2. The pressure relief mechanism of claim 1 in which the score lines are spaced about the end piece in a predetermined pattern.

3. The pressure relief mechanism of claim 2 in which the score lines are equidistantly spaced about the end piece.

4. The pressure relief mechanism of claim 1 in which each score line is U-shaped with the U being spanning the transition of the two dome radii of the end piece.

5. The pressure relief mechanism of claim 4 in which the number, size, and location of the U-shaped score lines influence the pressure at which the end piece fractures and the rate at which the container vents.

6. The pressure relief mechanism of claim 5 in which the pressure at which the end piece fractures is further influenced by the size of the flattened portion of the circular section of the end piece.

7. An aerosol container having pressure relief comprising:

a container body of a hollow cylindrical shape;

a valve assembly installed at one end of the container through which pressurized contents of the container are expelled;

an end piece attached to the container body at the other end of the container, the end piece being generally dome shaped with a first circular section of a first radius and a second ring shaped section of a second and different radius surrounding the first section, the first section of the end piece having a flattened portion formed therein with the pressure at which the end piece fractures being influenced by the size of the flattened portion; and,

a pressure relief mechanism comprising at least one score line formed on a center panel of the end piece, the score line creating a line of weakness in the material from which the end piece is made for the end piece to fracture along the score line when the pressure within the container exceeds a predetermined pressure level to thereby vent the container in a controlled manner so that the container does not burst, the pressure relief mechanism comprising a plurality of score lines formed on the center panel so to provide a plurality of lines of weakness in the material and facilitate venting of the container, the score lines being equidistantly spaced about the second section of the end piece in a predetermined pattern, each score line being U-shaped and formed in the second section of the end piece with the open end of the U extending across an outer margin of the first section thereof, the number, size, and location of the U-shaped score lines also influencing the pressure at which the end piece fractures, and the rate at which the container vents.

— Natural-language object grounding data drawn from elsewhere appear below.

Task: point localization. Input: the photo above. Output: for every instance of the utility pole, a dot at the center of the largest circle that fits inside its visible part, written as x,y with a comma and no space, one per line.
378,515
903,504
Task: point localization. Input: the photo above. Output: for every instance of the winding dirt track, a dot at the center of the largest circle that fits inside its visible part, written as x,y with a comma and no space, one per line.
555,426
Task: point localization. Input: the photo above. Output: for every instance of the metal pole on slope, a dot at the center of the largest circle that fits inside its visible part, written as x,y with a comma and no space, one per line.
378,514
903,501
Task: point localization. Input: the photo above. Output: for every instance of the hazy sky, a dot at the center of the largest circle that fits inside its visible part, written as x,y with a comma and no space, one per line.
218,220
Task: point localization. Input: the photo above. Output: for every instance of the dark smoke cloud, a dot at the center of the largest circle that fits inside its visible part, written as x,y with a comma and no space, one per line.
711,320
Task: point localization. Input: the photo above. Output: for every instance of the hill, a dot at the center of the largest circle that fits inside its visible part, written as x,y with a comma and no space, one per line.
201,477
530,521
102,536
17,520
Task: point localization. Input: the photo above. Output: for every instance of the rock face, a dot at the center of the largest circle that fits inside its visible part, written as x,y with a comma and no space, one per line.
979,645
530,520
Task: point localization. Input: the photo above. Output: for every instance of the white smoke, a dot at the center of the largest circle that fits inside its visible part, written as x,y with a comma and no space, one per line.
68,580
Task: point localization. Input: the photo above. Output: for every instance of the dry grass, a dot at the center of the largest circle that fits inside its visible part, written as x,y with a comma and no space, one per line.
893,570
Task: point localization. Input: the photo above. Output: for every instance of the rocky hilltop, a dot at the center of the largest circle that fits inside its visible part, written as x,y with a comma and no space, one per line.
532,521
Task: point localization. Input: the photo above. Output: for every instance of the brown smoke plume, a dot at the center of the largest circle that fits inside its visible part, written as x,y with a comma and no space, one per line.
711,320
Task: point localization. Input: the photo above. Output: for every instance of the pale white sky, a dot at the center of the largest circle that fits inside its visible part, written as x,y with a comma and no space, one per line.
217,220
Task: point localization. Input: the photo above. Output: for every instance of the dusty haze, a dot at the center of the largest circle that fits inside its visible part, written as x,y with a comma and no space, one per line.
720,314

8. An aerosol container having pressure relief comprising:

a container body of a hollow cylindrical shape;

an end piece attached to the container body at the other end of the container, the end piece being generally dome shaped with a first circular section of a first radius and a second ring shaped section of a second and different radius surrounding the first section, the first section of the end piece having a flattened portion formed therein and the pressure at which the end piece fractures being influenced by the size of the flattened portion; and,

a pressure relief mechanism comprising a plurality of U-shaped score lines formed on a center panel of the end piece, each score line creating a line of weakness in the material from which the end piece is made for the end piece to fracture along the score line when the pressure within the container exceeds a predetermined pressure level to thereby vent the container in a controlled manner so that the container does not burst, and the number, size, and location of the U-shaped score lines further influencing the pressure at which the end piece fractures and the rate at which the container vents.

9. The container of claim 8 in which the open end of each U-shaped score line lies across the transition between the two dome radii of the end piece.

10. The container of claim 8 in which the score lines are equidistantly spaced about the second section of the end piece in a predetermined pattern.